Cette crise post-électorale semble durablement s’installer. La communauté internationale qui a reconnu dans sa grande majorité l’élection d’Alassane Ouattara a opté pour des sanctions diplomatiques, financières et économiques graduelles pour faire plier Gbagbo Laurent. Pour le moment ces sanctions restent sans effets. Ces genres de sanctions produisent des effets à moyen ou long terme. Or des diplomates estiment que le temps joue en faveur du Président désigné par le Conseil constitutionnel. Les Chefs d’Etats africains, qui pour la plupart dirige des Etats non démocratiques, sont divisés sur la stratégie pour faire partir Gbagbo du pouvoir même s’ils reconnaissent la victoire d’Alassane Ouattara. Plusieurs émissaires désignés par l’union africaine et la CEDEAO sont venus constatés l’échec de leur mission à cause de la volonté inébranlable de Gbagbo Laurent de se maintenir au pouvoir contre vents et marrées. Sa femme l’a martelé au cour d’un meeting : « Gbagbo est installé, il ne bougera pas. C’est la volonté de Dieu ». Gbagbo, à l’image de la Fesci, qu’il a fabriqué, ne comprend qu’un seul langage : celui de la violence. Malheureusement pour le peuple ivoirien, un peuple fondamentalement amoureux de la paix. Malheureusement pour la Côte d’Ivoire, Gbagbo Laurent s’est installé dans une logique du pire : moi ou le chaos. Alors que faut-il faire pour résoudre cette crise post-électorale ? Faut-il continuer dans la voie de la médiation qui ne donnera, j’en suis convaincu, aucun résultat probant, sinon que de faire gagner du temps à Gbagbo Laurent ? Faut-il renforcer les sanctions financières et économiques de telle sorte que tous les circuits financiers soient fermés à Gbagbo Laurent, avec l’espoir que, ne pouvant plus payés les Fds, les mercenaires et les fonctionnaires, ceux-ci se retournent contre lui et demande son départ ? Ou faut-il utiliser la force militaire pour le Chasser du pouvoir ?

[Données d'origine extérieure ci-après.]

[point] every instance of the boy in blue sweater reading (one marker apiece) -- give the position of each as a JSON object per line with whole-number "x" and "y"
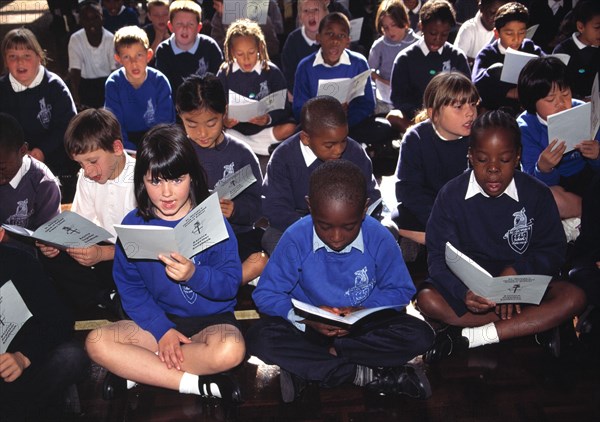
{"x": 508, "y": 223}
{"x": 341, "y": 261}
{"x": 324, "y": 137}
{"x": 416, "y": 65}
{"x": 510, "y": 28}
{"x": 140, "y": 96}
{"x": 335, "y": 61}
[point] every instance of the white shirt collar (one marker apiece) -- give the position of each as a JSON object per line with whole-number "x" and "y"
{"x": 555, "y": 5}
{"x": 344, "y": 59}
{"x": 426, "y": 50}
{"x": 19, "y": 87}
{"x": 25, "y": 165}
{"x": 177, "y": 50}
{"x": 357, "y": 243}
{"x": 307, "y": 153}
{"x": 257, "y": 67}
{"x": 474, "y": 188}
{"x": 579, "y": 44}
{"x": 308, "y": 40}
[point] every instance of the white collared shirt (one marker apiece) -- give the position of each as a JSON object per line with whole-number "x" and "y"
{"x": 19, "y": 87}
{"x": 257, "y": 67}
{"x": 357, "y": 243}
{"x": 177, "y": 50}
{"x": 344, "y": 59}
{"x": 425, "y": 50}
{"x": 474, "y": 188}
{"x": 307, "y": 153}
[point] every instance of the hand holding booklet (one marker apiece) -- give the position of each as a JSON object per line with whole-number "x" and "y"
{"x": 344, "y": 89}
{"x": 67, "y": 230}
{"x": 528, "y": 288}
{"x": 315, "y": 313}
{"x": 202, "y": 228}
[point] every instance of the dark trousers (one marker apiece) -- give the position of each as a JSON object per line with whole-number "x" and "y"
{"x": 387, "y": 342}
{"x": 80, "y": 286}
{"x": 39, "y": 393}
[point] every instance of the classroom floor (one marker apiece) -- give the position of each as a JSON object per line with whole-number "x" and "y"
{"x": 513, "y": 381}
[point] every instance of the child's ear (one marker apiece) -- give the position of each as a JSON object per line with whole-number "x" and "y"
{"x": 304, "y": 138}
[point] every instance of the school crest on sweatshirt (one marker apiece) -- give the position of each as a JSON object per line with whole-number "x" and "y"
{"x": 519, "y": 236}
{"x": 45, "y": 113}
{"x": 362, "y": 287}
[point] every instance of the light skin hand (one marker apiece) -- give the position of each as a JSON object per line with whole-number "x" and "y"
{"x": 48, "y": 251}
{"x": 589, "y": 149}
{"x": 169, "y": 348}
{"x": 260, "y": 120}
{"x": 37, "y": 154}
{"x": 178, "y": 267}
{"x": 12, "y": 365}
{"x": 227, "y": 207}
{"x": 92, "y": 255}
{"x": 549, "y": 159}
{"x": 477, "y": 304}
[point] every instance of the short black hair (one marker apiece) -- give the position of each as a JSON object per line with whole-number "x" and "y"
{"x": 495, "y": 119}
{"x": 11, "y": 133}
{"x": 167, "y": 153}
{"x": 204, "y": 92}
{"x": 338, "y": 180}
{"x": 538, "y": 77}
{"x": 586, "y": 10}
{"x": 335, "y": 17}
{"x": 437, "y": 10}
{"x": 510, "y": 12}
{"x": 322, "y": 112}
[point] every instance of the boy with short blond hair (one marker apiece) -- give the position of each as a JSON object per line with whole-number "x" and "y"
{"x": 187, "y": 51}
{"x": 104, "y": 195}
{"x": 138, "y": 95}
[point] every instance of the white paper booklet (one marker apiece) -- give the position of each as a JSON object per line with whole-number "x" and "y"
{"x": 243, "y": 108}
{"x": 256, "y": 10}
{"x": 528, "y": 288}
{"x": 344, "y": 89}
{"x": 202, "y": 228}
{"x": 576, "y": 124}
{"x": 515, "y": 61}
{"x": 315, "y": 313}
{"x": 356, "y": 29}
{"x": 67, "y": 230}
{"x": 13, "y": 314}
{"x": 233, "y": 185}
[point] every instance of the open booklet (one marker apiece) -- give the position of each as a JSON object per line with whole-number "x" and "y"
{"x": 13, "y": 314}
{"x": 202, "y": 228}
{"x": 256, "y": 10}
{"x": 528, "y": 288}
{"x": 234, "y": 184}
{"x": 576, "y": 124}
{"x": 344, "y": 89}
{"x": 67, "y": 230}
{"x": 315, "y": 313}
{"x": 515, "y": 61}
{"x": 243, "y": 108}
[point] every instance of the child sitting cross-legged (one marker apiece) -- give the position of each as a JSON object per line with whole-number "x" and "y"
{"x": 342, "y": 261}
{"x": 478, "y": 212}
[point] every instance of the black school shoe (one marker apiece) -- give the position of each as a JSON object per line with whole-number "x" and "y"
{"x": 448, "y": 340}
{"x": 220, "y": 386}
{"x": 409, "y": 380}
{"x": 113, "y": 386}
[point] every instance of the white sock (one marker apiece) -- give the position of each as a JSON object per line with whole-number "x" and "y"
{"x": 478, "y": 336}
{"x": 189, "y": 384}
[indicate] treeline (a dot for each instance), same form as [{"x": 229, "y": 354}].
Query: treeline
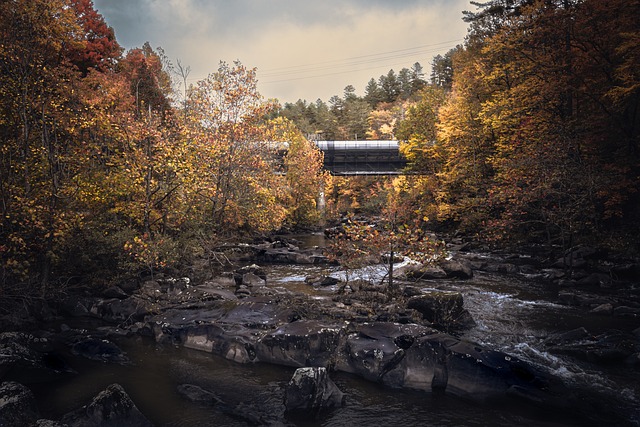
[
  {"x": 534, "y": 134},
  {"x": 528, "y": 132},
  {"x": 105, "y": 169},
  {"x": 353, "y": 117}
]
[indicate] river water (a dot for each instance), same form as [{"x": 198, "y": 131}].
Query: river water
[{"x": 513, "y": 314}]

Je crois que des sanctions économiques et financières sont plus appropriées pour faire partir Gbagbo du pouvoir. Mais ces sanctions ne doivent pas être le seul fait de l’Union Européenne. Elles doivent faire l’objet d’une résolution de l’ONU. Le blocus des ports d’Abidjan et de San-Pédro doit être intégré à ces sanctions. Au final, si on se rend à l’évidence que la force militaire apparaît comme l’unique voie capable de mettre fin à ce déni de démocratie, alors pourquoi pas.

L’union Africaine vient de décider de constituer un panel de cinq Chefs d’Etat africains représentant les cinq grandes régions du continent qui auront pour mission de trouver une solution démocratique et dans la paix à la crise post-électorale. Ces Chefs d’Etat devront rendre leur rapport dans un délai d’un mois au plus et leur décision s’imposera à Alassane et à Gbagbo.

Espérons que cette médiation de la dernière chance puisse effectivement mettre un terme à cette crise post-électorale et que le résultat des urnes puisse être sauvegardé pour que vive la démocratie en Afrique.